役員報酬のチェックポイント

法人税

原則は損金不算入

役員報酬は原則、損金に算入できません。

損金にするためには上図のように、

・支給方式…①定期同額給与 ②事前確定届出給与 ③業績連動給与

・不相当に高額でない…定款や株主総会の決定額以内

であることが求められます。

定款や株主総会で決定した金額を超える報酬は不相当に高額とみなされることがあります。

勤務実態のない役員への報酬も不相当に高額とみなされることがあります。

定期同額給与の改定

定期同額給与は、

・支給時期…1月以下の一定期間ごと

・支給額…毎回同額

であることが求められます。

例外として、

・定時改定(期首から3か月以内の改定)

・臨時改定(役員の地位の変更など)

・業績悪化改定

であれば、期中に支給額を変更しても損金算入できるとされています。

上図では、期首から3か月以内の6月中に株主総会で増額改定しています。この場合、全額が損金算入できます。

 

上図では、期首から3か月超の9月中に株主総会で増額改定しています。この場合、増額分は損金算入できません。

 

上図では、期首から3か月超の9月中に株主総会で減額改定しています。この場合、定時総会以降の減額分は損金算入できません。

事前確定届出給与

事前確定届出給与は一般的には役員賞与と呼ばれます。

役員にも、従業員と同じように賞与を支給したい場合に利用する制度です。

その名の通り事前に届出が必要で、

・職務執行開始日or株主総会決議日のいずれか早い日から1か月以内

・期首から4か月以内

のいずれか早い日までとされています。

役員賞与の支給を6月30日の株主総会で決議したのであれば、その1か月後の7月30日と、期首4月1日から4か月後の7月31日と比較して、早い日である7月30日までに届け出る必要があります。
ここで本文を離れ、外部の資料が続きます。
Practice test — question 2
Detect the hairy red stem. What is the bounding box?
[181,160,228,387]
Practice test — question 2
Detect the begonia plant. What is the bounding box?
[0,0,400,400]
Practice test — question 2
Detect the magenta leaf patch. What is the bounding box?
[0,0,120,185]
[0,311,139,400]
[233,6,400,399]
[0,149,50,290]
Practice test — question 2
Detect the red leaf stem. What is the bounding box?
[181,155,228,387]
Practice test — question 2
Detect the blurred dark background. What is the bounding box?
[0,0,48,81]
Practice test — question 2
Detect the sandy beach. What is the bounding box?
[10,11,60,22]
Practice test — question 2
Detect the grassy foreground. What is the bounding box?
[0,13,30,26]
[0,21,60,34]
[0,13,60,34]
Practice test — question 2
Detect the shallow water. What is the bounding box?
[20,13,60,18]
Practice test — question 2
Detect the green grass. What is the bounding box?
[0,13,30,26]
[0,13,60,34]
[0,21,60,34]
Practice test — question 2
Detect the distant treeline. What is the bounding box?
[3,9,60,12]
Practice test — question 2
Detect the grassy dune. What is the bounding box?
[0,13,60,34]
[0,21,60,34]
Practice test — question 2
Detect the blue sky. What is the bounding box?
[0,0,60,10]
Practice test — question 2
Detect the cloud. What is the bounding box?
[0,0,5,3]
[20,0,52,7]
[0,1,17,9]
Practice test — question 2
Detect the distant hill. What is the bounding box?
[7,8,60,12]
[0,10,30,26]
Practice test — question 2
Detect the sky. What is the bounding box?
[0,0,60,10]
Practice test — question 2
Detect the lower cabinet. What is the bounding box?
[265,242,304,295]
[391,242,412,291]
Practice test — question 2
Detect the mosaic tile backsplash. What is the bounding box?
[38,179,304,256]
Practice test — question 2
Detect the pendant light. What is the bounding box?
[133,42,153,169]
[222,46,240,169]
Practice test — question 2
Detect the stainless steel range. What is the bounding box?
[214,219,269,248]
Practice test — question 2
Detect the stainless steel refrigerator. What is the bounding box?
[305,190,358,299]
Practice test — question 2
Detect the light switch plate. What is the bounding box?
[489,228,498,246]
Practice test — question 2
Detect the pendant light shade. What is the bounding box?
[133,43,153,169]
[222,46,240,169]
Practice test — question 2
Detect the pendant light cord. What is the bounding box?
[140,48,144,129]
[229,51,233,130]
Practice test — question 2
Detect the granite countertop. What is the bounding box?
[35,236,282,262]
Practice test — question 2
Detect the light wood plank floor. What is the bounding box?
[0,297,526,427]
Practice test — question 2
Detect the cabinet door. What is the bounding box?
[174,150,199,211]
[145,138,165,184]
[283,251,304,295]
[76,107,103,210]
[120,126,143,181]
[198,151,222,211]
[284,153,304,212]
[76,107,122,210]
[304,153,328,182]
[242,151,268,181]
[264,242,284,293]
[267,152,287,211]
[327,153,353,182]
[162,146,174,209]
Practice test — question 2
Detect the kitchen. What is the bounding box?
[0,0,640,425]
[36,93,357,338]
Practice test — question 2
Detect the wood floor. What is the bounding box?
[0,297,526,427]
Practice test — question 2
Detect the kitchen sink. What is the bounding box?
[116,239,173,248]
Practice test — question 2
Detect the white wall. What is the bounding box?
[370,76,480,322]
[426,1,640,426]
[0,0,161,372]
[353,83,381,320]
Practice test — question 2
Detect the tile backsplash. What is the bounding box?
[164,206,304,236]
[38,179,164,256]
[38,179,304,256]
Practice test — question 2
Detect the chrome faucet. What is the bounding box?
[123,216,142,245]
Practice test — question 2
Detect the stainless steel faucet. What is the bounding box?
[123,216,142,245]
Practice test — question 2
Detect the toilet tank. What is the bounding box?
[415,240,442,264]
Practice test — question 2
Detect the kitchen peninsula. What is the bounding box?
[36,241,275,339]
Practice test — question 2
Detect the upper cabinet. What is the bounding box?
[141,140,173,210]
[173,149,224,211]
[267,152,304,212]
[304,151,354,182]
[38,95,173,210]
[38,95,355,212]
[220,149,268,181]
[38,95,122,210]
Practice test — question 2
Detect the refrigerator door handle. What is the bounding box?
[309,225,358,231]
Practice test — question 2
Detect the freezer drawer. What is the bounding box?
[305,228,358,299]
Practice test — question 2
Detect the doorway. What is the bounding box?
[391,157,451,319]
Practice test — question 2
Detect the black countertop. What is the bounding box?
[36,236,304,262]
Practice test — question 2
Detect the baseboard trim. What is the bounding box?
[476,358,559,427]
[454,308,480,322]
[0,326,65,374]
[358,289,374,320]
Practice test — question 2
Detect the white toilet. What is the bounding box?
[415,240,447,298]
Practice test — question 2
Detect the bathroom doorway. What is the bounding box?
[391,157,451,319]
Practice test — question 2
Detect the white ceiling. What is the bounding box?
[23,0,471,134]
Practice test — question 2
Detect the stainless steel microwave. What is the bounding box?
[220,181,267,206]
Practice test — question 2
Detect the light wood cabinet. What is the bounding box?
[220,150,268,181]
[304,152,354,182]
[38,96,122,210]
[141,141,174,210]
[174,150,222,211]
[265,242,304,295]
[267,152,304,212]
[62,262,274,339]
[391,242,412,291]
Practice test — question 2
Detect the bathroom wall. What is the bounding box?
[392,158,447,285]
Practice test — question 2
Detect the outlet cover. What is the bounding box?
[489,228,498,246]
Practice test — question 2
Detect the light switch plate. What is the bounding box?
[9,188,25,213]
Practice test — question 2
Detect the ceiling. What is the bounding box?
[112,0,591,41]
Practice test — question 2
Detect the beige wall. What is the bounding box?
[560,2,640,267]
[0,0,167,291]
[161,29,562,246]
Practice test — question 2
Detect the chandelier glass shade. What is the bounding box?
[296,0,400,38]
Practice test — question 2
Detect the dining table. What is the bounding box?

さらに、届出をしたとおりの額を支給しなければなりません。届出た額より支給した額が多くても少なくても、全額が損金不算入となります。差額のみが損金不算入ではないので注意が必要です。

 

上図のように、第1回分が届出どおりに支給されないと、第1回支給分は全額損金不算入、さらに第2回支給分も全額損金不算入になります。

 

ただし、下図のように、期をまたいで2回支給する場合で、第1回分が届出どおりに支給された場合には、第2回分のみが損金不算入になります。

 

みなし役員、使用人兼務役員

みなし役員とは、肩書が役員でなくても実質的に経営に参加している場合、役員とみなされることを指します。

これは納税者としては避けたいところです。

なぜなら、例えば使用人として雇った配偶者を役員とみなされてしまうと、支給した賞与が事前確定届出給与の未届出であるとして損金不算入となる恐れがあるためです。

 

使用人兼務役員とは、取締役でありながら使用人として職位も担当している人を指します。

これは納税者としては積極的に利用していきたいところです。

なぜなら、使用人兼務役員に支払う給与や賞与のうち、使用人分については定期同額給与や事前確定届出給与の制約を受けないためです。

ただし、使用人兼務役員に支給した賞与のうち、使用人分が他の使用人と比較して高額と判断されれば、その額は損金にすることができません。

役員報酬のチェックポイント

①社長の個人的費用を会社が負担していないか…法人の支出に関する領収書、請求書を確認します。

②経済的利益(現物給与)の供与がないか…社宅の無償貸付、債権の放棄などが会社と役員の間でないかどうか確認します。

③役員給与が株主総会、定款で定めた額を超えていないか…株主総会議事録、定款を確認します。